When the data in the buffer reaches a certain size, a background thread writes the data to the hard disk.
Before writing data to a hard disk, data in the memory is divided into multiple partitions by partitioner.
In the same partition, the background thread sorts data by keys in the memory.
Each time data is flushed from memory to hard disk, a new spill file is generated.
Before the end of this task, all the spill files are merged into an integral partition and sorted file.
Reducer can request map output files through the http protocol, and tracker. http. threads can set the number of http service threads.
3.4.2 Reduce Process
After a map task is completed, it notifies TaskTracker and TaskTracker to notify JobTracker.
For a job, JobTracker knows the correspondence between TaskTracer and map output.
A thread in cer CER periodically requests the location of map output to JobTracker until it obtains all map output.
Reduce tasks need all map outputs of their corresponding partition.
In reduce task, the copy process starts when each map task ends, because the completion time of different map tasks is different.
Reduce tasks have multiple copy threads, which can copy map output in parallel.
After many map outputs are copied to reduce tasks, a background thread combines them into a large sorted file.
After All map outputs are copied to reduce tasks, the sort process is started.
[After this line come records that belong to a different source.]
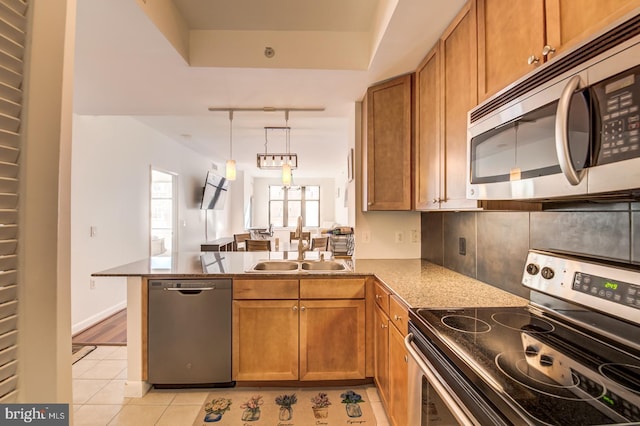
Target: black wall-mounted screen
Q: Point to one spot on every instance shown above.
(214, 192)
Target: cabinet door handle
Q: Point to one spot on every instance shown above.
(546, 50)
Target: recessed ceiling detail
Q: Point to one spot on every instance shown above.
(328, 34)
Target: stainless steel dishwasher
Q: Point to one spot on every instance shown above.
(189, 340)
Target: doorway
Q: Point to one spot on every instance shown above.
(163, 213)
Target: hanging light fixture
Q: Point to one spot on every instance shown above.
(231, 163)
(271, 160)
(286, 165)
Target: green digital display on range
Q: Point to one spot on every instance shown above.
(606, 288)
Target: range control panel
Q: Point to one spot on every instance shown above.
(607, 286)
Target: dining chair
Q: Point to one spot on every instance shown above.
(239, 239)
(319, 243)
(306, 236)
(257, 245)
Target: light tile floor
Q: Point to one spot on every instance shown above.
(98, 396)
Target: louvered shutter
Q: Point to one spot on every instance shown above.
(13, 23)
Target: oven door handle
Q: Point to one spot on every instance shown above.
(436, 381)
(562, 132)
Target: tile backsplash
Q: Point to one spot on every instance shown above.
(496, 242)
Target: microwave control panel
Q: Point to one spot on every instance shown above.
(619, 109)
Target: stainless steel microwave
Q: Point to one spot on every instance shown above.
(570, 129)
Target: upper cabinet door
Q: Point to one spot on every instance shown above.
(387, 154)
(458, 51)
(427, 140)
(510, 40)
(514, 37)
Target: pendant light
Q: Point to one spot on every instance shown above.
(286, 166)
(231, 164)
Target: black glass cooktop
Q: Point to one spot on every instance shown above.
(546, 371)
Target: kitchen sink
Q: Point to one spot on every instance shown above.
(323, 265)
(276, 265)
(292, 266)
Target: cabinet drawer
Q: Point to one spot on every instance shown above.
(265, 289)
(399, 315)
(343, 288)
(381, 294)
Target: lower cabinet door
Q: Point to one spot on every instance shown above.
(265, 340)
(332, 339)
(398, 378)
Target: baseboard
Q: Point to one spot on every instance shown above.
(94, 319)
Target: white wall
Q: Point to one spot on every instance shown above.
(111, 163)
(44, 338)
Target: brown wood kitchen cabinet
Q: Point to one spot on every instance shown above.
(332, 329)
(391, 374)
(265, 330)
(386, 155)
(398, 363)
(516, 36)
(446, 89)
(281, 328)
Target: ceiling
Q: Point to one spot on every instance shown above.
(165, 63)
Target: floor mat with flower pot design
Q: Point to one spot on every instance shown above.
(287, 407)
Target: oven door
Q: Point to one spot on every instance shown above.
(438, 393)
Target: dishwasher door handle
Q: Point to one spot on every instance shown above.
(198, 289)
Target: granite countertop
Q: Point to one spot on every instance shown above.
(418, 282)
(423, 284)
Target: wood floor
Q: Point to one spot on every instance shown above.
(110, 331)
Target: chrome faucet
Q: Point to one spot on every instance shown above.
(301, 247)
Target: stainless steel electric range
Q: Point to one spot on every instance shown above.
(571, 357)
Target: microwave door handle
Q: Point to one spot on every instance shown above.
(436, 382)
(562, 132)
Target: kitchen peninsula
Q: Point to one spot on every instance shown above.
(414, 281)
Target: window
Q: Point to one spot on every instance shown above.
(287, 203)
(163, 213)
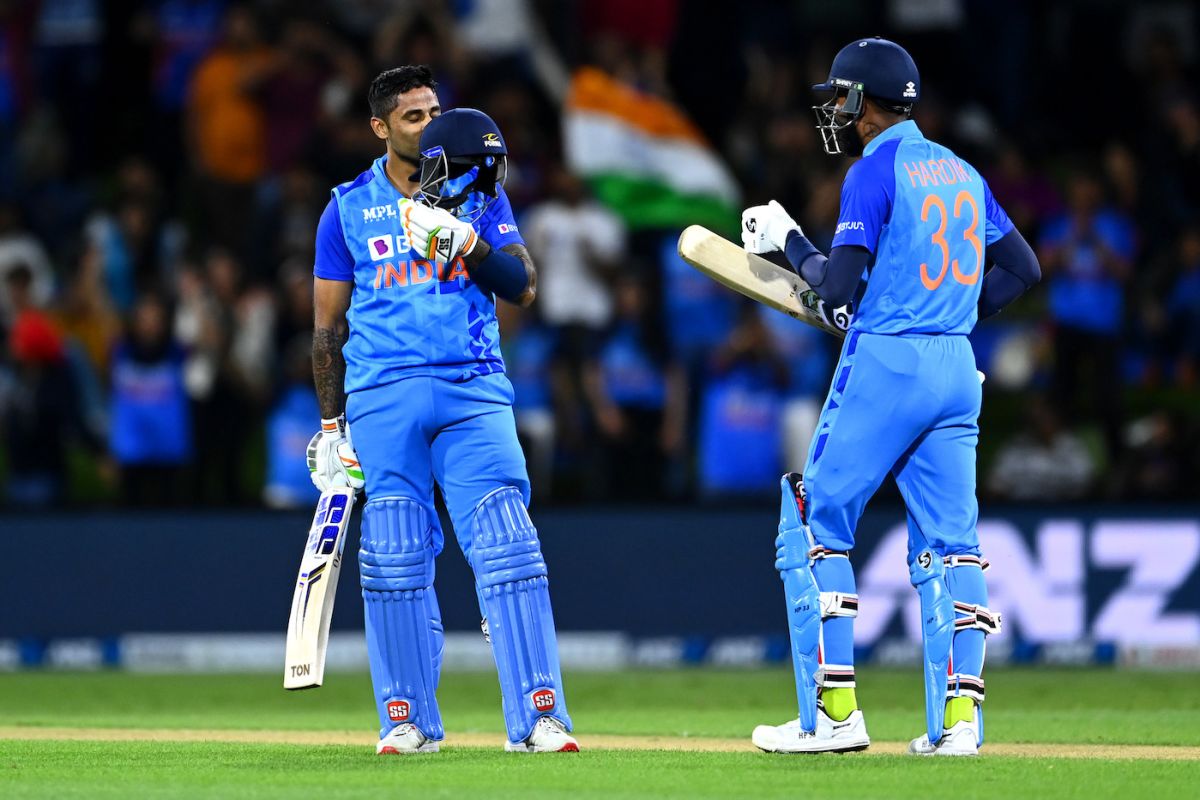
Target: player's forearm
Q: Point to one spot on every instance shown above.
(329, 370)
(507, 272)
(833, 278)
(1014, 271)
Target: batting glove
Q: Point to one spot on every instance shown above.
(765, 228)
(331, 457)
(436, 233)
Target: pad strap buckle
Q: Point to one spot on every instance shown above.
(837, 677)
(838, 603)
(966, 560)
(970, 615)
(965, 686)
(821, 552)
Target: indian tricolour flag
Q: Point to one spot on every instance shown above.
(643, 157)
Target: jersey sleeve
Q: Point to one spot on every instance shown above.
(498, 226)
(999, 224)
(867, 197)
(334, 260)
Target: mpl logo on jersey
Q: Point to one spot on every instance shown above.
(544, 699)
(377, 212)
(397, 710)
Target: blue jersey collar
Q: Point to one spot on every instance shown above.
(900, 131)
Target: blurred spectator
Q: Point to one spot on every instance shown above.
(22, 250)
(805, 350)
(151, 431)
(289, 427)
(741, 413)
(1183, 311)
(183, 32)
(135, 247)
(227, 128)
(69, 56)
(16, 89)
(639, 400)
(1025, 193)
(577, 245)
(1044, 462)
(42, 417)
(1162, 457)
(1087, 256)
(528, 348)
(227, 335)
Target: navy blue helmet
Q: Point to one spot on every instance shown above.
(869, 67)
(463, 156)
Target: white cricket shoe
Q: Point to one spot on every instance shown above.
(549, 735)
(960, 739)
(829, 737)
(406, 739)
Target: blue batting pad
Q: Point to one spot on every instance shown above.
(510, 575)
(403, 623)
(792, 548)
(927, 572)
(969, 585)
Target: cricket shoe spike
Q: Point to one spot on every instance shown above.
(831, 737)
(549, 735)
(960, 739)
(406, 739)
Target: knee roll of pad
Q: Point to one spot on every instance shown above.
(510, 575)
(403, 623)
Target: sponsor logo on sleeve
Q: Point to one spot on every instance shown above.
(382, 247)
(377, 212)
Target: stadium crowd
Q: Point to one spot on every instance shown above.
(162, 172)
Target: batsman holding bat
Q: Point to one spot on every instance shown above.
(408, 270)
(923, 251)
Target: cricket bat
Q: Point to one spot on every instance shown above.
(759, 280)
(312, 605)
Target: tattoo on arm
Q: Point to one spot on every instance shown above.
(329, 370)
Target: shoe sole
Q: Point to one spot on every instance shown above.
(427, 747)
(569, 747)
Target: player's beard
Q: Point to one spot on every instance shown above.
(849, 142)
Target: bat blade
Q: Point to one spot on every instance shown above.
(759, 280)
(312, 602)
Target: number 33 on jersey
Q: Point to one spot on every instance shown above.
(927, 216)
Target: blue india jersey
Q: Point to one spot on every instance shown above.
(408, 316)
(927, 216)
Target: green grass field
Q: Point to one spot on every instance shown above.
(1105, 734)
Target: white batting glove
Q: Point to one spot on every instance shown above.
(765, 228)
(331, 457)
(436, 233)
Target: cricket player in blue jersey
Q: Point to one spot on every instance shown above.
(412, 257)
(922, 251)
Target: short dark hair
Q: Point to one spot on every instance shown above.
(388, 85)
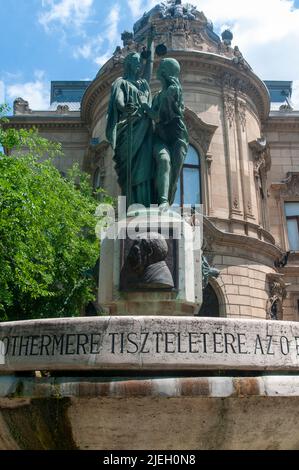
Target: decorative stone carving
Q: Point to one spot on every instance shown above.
(229, 109)
(291, 185)
(261, 155)
(288, 188)
(236, 203)
(277, 294)
(200, 132)
(239, 60)
(208, 272)
(241, 107)
(21, 106)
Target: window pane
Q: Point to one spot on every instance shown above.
(192, 157)
(191, 186)
(177, 199)
(292, 208)
(293, 234)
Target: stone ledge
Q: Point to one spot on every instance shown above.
(93, 387)
(127, 343)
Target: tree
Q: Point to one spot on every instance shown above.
(48, 245)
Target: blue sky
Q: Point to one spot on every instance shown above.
(48, 40)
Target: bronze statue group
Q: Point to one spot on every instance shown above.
(148, 136)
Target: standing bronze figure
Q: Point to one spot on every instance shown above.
(150, 140)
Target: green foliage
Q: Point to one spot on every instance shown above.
(48, 245)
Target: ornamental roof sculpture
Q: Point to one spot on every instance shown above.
(179, 27)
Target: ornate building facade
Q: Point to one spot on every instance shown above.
(242, 164)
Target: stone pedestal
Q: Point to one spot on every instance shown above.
(119, 296)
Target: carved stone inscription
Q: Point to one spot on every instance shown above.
(148, 343)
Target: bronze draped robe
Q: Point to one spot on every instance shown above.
(124, 92)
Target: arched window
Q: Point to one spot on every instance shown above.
(189, 185)
(210, 303)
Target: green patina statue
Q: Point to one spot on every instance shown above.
(130, 132)
(150, 140)
(170, 143)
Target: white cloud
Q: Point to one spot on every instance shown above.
(37, 92)
(135, 7)
(72, 13)
(90, 48)
(102, 59)
(2, 92)
(111, 34)
(112, 25)
(266, 31)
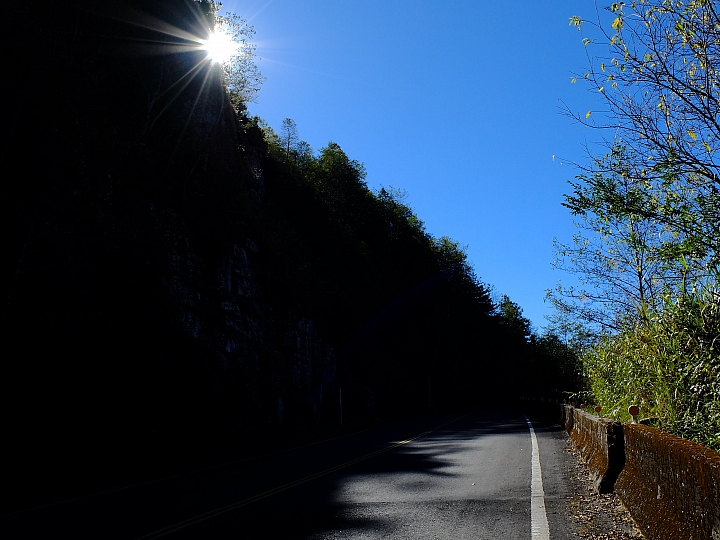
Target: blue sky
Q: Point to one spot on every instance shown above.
(456, 102)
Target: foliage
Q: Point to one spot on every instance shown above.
(242, 76)
(661, 83)
(423, 330)
(670, 367)
(648, 214)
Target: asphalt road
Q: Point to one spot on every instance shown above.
(439, 477)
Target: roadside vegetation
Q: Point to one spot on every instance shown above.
(647, 207)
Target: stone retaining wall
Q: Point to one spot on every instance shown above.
(671, 486)
(600, 442)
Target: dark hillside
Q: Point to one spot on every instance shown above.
(174, 284)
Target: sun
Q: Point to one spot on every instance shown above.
(220, 47)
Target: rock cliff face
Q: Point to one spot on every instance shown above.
(136, 318)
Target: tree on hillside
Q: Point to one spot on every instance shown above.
(289, 137)
(242, 74)
(617, 253)
(660, 80)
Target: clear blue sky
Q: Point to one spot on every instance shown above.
(456, 102)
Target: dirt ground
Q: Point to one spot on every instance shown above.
(598, 517)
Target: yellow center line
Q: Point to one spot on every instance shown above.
(269, 493)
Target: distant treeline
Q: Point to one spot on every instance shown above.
(177, 277)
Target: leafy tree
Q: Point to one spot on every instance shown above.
(617, 253)
(242, 74)
(289, 137)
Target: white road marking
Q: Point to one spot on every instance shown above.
(539, 529)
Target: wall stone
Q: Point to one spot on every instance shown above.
(600, 442)
(671, 486)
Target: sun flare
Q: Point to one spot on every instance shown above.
(220, 47)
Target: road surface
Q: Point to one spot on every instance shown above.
(464, 476)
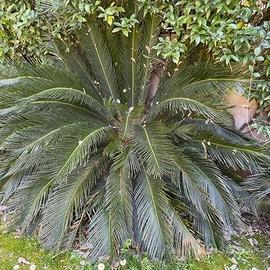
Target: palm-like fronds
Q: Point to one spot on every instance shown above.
(81, 145)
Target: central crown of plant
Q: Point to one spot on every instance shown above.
(128, 146)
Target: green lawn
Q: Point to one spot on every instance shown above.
(247, 257)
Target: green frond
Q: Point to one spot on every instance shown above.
(173, 106)
(98, 54)
(68, 199)
(154, 228)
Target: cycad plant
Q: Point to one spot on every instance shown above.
(112, 144)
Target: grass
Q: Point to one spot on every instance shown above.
(243, 255)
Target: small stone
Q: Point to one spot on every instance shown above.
(234, 261)
(23, 260)
(32, 267)
(82, 263)
(123, 262)
(101, 266)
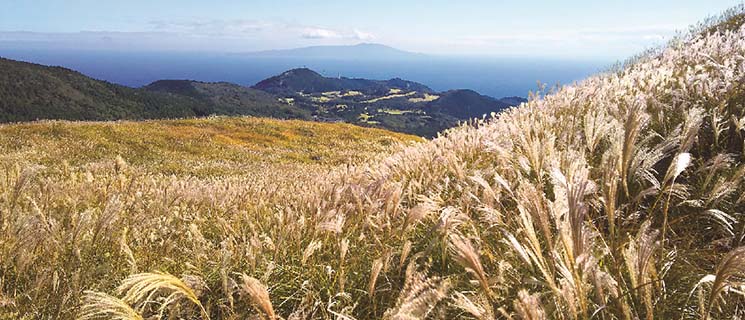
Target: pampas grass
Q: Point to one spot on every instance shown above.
(612, 198)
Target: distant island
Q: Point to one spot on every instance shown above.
(31, 92)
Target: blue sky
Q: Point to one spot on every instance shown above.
(570, 28)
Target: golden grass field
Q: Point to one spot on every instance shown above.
(618, 197)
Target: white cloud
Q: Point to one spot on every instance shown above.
(363, 36)
(319, 33)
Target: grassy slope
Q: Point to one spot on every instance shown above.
(608, 199)
(220, 145)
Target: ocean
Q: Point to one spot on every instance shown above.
(496, 77)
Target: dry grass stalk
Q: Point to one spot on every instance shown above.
(258, 295)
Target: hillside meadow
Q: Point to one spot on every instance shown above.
(619, 197)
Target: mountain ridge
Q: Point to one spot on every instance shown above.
(32, 92)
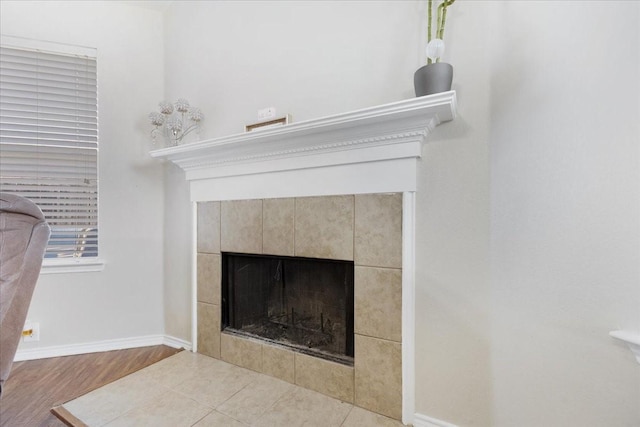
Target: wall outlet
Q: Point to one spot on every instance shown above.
(266, 113)
(31, 332)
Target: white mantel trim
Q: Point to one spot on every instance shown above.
(377, 134)
(374, 150)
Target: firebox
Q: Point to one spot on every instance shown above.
(305, 304)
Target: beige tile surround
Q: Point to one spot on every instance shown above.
(366, 229)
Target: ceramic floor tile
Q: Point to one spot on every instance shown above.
(307, 408)
(213, 390)
(253, 400)
(168, 410)
(359, 417)
(183, 366)
(107, 403)
(216, 419)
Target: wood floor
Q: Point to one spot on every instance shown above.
(36, 386)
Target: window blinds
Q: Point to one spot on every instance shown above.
(49, 142)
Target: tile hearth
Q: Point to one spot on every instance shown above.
(190, 389)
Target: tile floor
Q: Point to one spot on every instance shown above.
(190, 389)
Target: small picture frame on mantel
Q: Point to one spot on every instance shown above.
(281, 121)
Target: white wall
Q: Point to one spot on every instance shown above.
(529, 202)
(528, 233)
(126, 299)
(565, 212)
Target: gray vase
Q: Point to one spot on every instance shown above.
(433, 78)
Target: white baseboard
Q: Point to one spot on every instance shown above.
(99, 346)
(421, 420)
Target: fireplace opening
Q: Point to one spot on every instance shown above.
(305, 304)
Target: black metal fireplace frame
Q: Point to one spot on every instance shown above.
(227, 304)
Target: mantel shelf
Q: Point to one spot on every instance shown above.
(385, 132)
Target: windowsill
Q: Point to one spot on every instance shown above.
(72, 265)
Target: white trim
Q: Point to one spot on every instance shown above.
(421, 420)
(71, 265)
(408, 306)
(376, 134)
(194, 276)
(373, 150)
(99, 346)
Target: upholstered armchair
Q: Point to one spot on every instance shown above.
(24, 234)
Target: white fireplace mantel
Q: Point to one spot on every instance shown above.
(373, 150)
(370, 150)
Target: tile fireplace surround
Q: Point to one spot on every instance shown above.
(366, 229)
(339, 187)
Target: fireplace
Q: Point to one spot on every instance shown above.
(366, 154)
(305, 304)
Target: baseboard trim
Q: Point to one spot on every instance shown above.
(421, 420)
(99, 346)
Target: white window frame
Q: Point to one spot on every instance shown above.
(71, 263)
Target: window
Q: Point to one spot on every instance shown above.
(49, 138)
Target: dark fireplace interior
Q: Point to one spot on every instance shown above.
(302, 303)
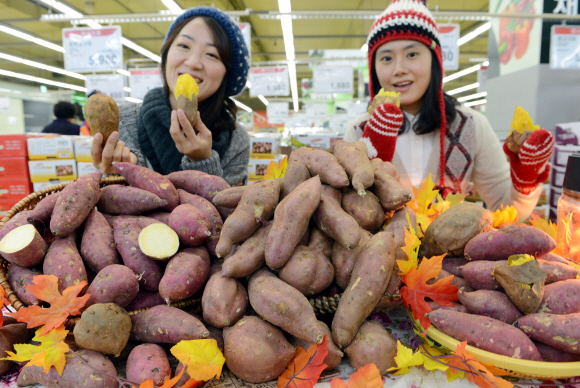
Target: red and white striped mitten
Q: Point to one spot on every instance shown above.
(530, 168)
(381, 131)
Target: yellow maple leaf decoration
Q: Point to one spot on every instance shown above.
(50, 352)
(276, 170)
(203, 358)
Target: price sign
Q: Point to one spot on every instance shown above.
(111, 84)
(565, 47)
(448, 36)
(269, 81)
(143, 80)
(92, 49)
(333, 79)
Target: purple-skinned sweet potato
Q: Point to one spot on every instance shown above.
(152, 181)
(485, 333)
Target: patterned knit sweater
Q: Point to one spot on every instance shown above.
(233, 167)
(473, 153)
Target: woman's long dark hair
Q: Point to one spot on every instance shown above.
(429, 116)
(217, 112)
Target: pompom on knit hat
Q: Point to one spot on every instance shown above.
(412, 20)
(238, 74)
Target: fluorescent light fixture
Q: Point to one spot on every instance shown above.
(42, 80)
(263, 99)
(463, 89)
(473, 103)
(478, 31)
(243, 106)
(472, 96)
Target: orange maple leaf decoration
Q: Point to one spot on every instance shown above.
(468, 362)
(63, 305)
(366, 377)
(305, 368)
(416, 289)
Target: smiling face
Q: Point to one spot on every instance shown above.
(404, 66)
(194, 51)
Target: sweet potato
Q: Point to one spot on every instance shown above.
(165, 324)
(148, 361)
(451, 231)
(355, 160)
(102, 115)
(149, 180)
(23, 246)
(121, 199)
(103, 327)
(98, 248)
(296, 173)
(256, 351)
(249, 257)
(283, 306)
(343, 259)
(494, 304)
(291, 221)
(511, 240)
(224, 301)
(367, 211)
(255, 208)
(64, 261)
(334, 221)
(76, 372)
(185, 274)
(561, 298)
(113, 284)
(20, 277)
(479, 274)
(308, 270)
(321, 163)
(126, 234)
(74, 204)
(372, 344)
(558, 331)
(485, 333)
(210, 212)
(368, 283)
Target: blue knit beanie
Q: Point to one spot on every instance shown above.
(238, 74)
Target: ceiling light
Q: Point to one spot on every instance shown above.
(478, 31)
(463, 89)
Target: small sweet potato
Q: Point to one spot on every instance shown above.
(372, 344)
(511, 240)
(256, 351)
(165, 324)
(485, 333)
(494, 304)
(149, 180)
(74, 204)
(308, 270)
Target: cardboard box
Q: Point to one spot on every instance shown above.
(46, 170)
(13, 146)
(50, 147)
(14, 168)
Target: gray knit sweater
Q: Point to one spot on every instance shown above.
(233, 167)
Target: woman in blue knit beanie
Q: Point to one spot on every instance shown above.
(207, 44)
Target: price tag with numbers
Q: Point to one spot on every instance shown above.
(448, 36)
(333, 79)
(110, 84)
(269, 81)
(92, 49)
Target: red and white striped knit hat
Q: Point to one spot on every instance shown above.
(409, 19)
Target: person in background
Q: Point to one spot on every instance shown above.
(207, 44)
(64, 124)
(431, 133)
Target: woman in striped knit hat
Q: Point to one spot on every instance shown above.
(404, 55)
All map outputs are merged into large sorted files.
Finally, enter the reduce process, call the reduce function of CER, process each key output in the sorted order, and write the final result into HDFS.
3.5. Task ended
After JobTracker obtains the success Report of the last task, it changes the job status to successful.
When JobClient polls from JobTracker and finds that the job has ended successfully, it prints the message to the user and returns the message from the runJob function.